Look at BP, for example, which is left as a major player only in acetic acid and a few other commodities, with most of its former assets now owned by INEOS amongst others.

Companies are adapting to this changing world. At the Gulf Petrochemicals and Chemicals Association (GPCA) Forum in Dubai in November Saudi Aramco and Abu Dhabi’s national oil player, Abu Dhabi National Company (ADNOC), made announcements committing to a tripling of petrochemicals production.

Saudi Aramco will grow petrochemicals much faster than its oil refining segment. It forecasts an almost tripling of petrochemicals capacity from 12m tonnes/year in 2015 to reach 34m tonnes/year by 2030 (see pages 10, 12) amidst a doubling in refining capacity over the same period.

The company’s downstream business head, Abdulaziz M Al-Judaimi, said the expansions call for both horizontal and vertical integration across the company’s value chain including more efficient steam transfer and use of capital.

BillyPix

 Al-Judaimi (left) and Al Jaber unveil petchem plans


Saudi Arabian companies have an eye on regional employment and, said Al-Judaimi, this downstream diversification could lead to the creation of manufacturing and conversion parks that are connected to its plants.

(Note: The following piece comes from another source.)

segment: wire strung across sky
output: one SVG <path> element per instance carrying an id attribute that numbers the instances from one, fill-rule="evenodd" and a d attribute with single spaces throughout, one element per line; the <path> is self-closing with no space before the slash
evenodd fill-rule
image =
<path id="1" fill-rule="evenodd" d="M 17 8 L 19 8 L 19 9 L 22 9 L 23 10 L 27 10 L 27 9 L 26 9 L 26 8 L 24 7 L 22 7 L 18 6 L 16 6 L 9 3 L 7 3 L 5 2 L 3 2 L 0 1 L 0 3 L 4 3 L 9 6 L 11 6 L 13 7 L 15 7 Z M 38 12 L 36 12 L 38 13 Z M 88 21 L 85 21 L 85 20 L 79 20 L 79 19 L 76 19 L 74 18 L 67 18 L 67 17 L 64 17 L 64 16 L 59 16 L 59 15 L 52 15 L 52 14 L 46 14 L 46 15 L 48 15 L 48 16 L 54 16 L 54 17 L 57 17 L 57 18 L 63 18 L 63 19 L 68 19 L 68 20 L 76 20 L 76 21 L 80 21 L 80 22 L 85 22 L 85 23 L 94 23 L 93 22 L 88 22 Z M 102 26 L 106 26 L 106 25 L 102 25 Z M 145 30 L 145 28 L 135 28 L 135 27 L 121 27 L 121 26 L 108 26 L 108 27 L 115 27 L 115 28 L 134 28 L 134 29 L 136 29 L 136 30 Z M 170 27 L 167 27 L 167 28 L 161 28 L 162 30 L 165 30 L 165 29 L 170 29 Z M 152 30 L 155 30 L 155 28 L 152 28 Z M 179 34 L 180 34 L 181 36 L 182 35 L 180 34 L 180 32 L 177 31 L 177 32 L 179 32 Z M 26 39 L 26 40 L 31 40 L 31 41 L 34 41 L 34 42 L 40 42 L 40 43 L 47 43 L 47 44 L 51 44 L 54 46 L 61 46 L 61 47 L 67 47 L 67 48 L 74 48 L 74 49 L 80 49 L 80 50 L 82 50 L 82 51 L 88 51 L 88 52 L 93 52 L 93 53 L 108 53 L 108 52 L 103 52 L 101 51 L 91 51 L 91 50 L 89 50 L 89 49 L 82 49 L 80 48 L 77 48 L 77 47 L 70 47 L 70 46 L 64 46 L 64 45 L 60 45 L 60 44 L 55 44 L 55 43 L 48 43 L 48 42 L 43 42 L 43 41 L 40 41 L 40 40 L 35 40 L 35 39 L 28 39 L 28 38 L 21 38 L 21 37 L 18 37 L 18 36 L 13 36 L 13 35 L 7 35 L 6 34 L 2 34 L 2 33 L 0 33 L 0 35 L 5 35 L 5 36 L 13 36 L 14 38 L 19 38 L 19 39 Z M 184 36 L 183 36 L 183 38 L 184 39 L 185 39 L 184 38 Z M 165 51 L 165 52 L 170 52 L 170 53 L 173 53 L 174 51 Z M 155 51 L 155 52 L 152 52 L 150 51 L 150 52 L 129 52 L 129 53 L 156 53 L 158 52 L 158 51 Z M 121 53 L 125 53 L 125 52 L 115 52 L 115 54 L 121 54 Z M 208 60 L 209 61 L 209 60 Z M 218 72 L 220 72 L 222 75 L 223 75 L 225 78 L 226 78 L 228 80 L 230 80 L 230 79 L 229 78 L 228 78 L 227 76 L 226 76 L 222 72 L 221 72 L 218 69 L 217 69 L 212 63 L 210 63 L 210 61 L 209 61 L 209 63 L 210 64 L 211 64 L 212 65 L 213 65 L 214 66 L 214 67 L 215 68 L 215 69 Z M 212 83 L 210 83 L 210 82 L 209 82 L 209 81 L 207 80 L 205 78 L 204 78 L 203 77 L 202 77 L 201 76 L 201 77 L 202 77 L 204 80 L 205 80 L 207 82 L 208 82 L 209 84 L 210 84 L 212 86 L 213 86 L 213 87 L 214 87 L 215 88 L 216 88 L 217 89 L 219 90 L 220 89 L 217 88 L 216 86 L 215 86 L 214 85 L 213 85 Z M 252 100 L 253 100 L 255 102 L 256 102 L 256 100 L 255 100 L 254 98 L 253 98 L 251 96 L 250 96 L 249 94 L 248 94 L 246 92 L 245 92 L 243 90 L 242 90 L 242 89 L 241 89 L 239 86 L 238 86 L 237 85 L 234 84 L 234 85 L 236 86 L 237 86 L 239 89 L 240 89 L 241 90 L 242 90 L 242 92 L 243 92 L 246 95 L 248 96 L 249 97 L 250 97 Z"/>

Also at GPCA, ADNOC CEO Ahmed Al Jaber, revealed plans to triple petrochemical capacity to 11.4m tonnes/year by 2025. He said global demand for petrochemicals is set to double by 2030 from current levels. This would be driven by a shift in economic growth from West to East with Asia at the forefront, particularly India where two thirds of the population are under 35 years of age.

MOL PUSHES PETCHEMS

At the beginning of November Hungary’s mid-sized oil, gas and petrochemical major MOL, unveiled plans which are quite explicitly aimed at cutting dependence on transport fuels. Out of a total strategic budget of $2bn for 2017-21, $1.9bn will be spent on petrochemical expansion.

Zsolt Hernádi, Chairman-CEO, of the MOL Group said: “We will invest substantial funds into strategic investments to further diversify our business and increase our exposure in areas that are not dependent on the demand for motor-fuels.”

The company plans to increase of the share of non-motor fuel products to above 50% by 2030 from below 30% currently. It will increase feedstocks for petrochemicals, whilst also steering its product slate towards jet fuel, lubricants and base oils.

These plans include investment in crackers and growth in propylene derivatives such as propylene oxide-based polyols, making it the sole fully integrated supplier in central and eastern Europe, it claims.

The chemical industry, then, can look forward to significant capacity growth from the integrated oil and chemical sector. The challenge will be creating demand from an innovative portfolio of products, services and solutions.